Nascita del turismo come fenomeno prettamente moderno, tempo libero come istituzione quasi dittatoriale nella società post-industriale, antropologia del viaggio. Se prendiamo la classificazione dei turisti che propone Novelli – c’è il turista stanco, c’è quello curioso, il determinato, il progettuale – e la proiettiamo per gioco sulle nostre esperienze passate e future, come ci vediamo? E soprattutto, quanto pessimismo si affaccia al nostro pensiero?

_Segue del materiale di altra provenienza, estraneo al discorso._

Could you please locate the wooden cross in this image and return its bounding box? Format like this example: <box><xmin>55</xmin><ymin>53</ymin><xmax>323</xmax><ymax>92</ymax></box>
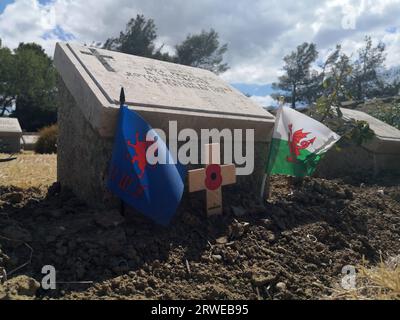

Chissà che razza di turista era Goethe, uno dei più famosi rampolli dell’alta società nord europea settecentesca, inviato quasi per forza dal padre a compiere il grand tour, il viaggio obbligato verso l’Italia da cui proviene etimologicamente la parola “turismo”. Forse ha attraversato questa gamma di stati d’animo, stanco all’inizio e via via sempre più determinato a incontrare la cultura mediterranea e progettuale nello scoprire le rovine di un passato fastoso, per divenire quasi un sornione antesignano del turista del piacere oggi tanto in voga. C’è anche la trasgressione nel viaggio, certo, la follia di vivere un momento straordinario, poetico, che anche nelle sue possibili negatività nutre la memoria e colora la nostra storia personale.
E se la nostra memoria venisse per caso inquinata da quelle “bolle” di turismo organizzato con il suo contorno di confusione e sfruttamento totale del nostro dispotico tempo libero? Cosa ci capita se ci troviamo in un posto senz’anima, omologato e omologante, magari con un contorno di ragazzini urlanti inseguiti da mamme con in mano il panino con la frittata?
San Benedetto del Tronto, ce l’ha un’anima? Su questo si è discusso molto, opinioni diverse hanno chiosato quella di Novelli: “la nostra amata città ha gettato via la sua anima, la sua vera cultura, il suo vero sapore, e questo si sente e si vede”. Lo notò Pasolini addirittura nel 1959, San Benedetto non gli lasciò nulla dentro. Si sbaglia? Se non si sbagliasse, vorrebbe dire che la città delle palme ha una scarsa intelligenza storica, un’anima spenta. Si badi, però. Novelli non intende l’anima di un luogo come il nucleo, l’essenza astorica sempre fissa; l’anima di un luogo, quando c’è, è in sincronia con la storia, si muove con essa, reinventandosi sempre. E’ in questo senso che dobbiamo porci la domanda su San Benedetto.
Il futuro del turismo è nei posti che hanno conservato la loro anima, che hanno un dinamismo e un grande rispetto per se stessi; i primi a starci bene devono essere i propri abitanti. E se la decadenza della forma albergo portasse al turismo “di casa”, in uno scambio di culture e esperienze che conduca il turista nella casa della gente, a vivere la loro vita quotidiana? L’esempio c’è, ed è in quei villaggi asiatici colpiti dallo tsunami che hanno sviluppato il “turismo di comunità”, creando musei viventi dello tsunami a partire dalle barche che la furia del mare ha sbalzato nei boschi e che nessuno ha poi toccato.
Il futuro del turismo, secondo Novelli, è in definitiva legato al tramonto del modello attuale per i beni e i servizi, gonfiato da una sovrabbondanza dell’offerta che disorienta e crea nevrosi. Il futuro passa dal lato della domanda, e che sia responsabile e articolata. I flussi di informazione, oggi, sono talmente potenti da permettere a chi vuole un approccio del genere al mondo del turismo, e del consumo in generale.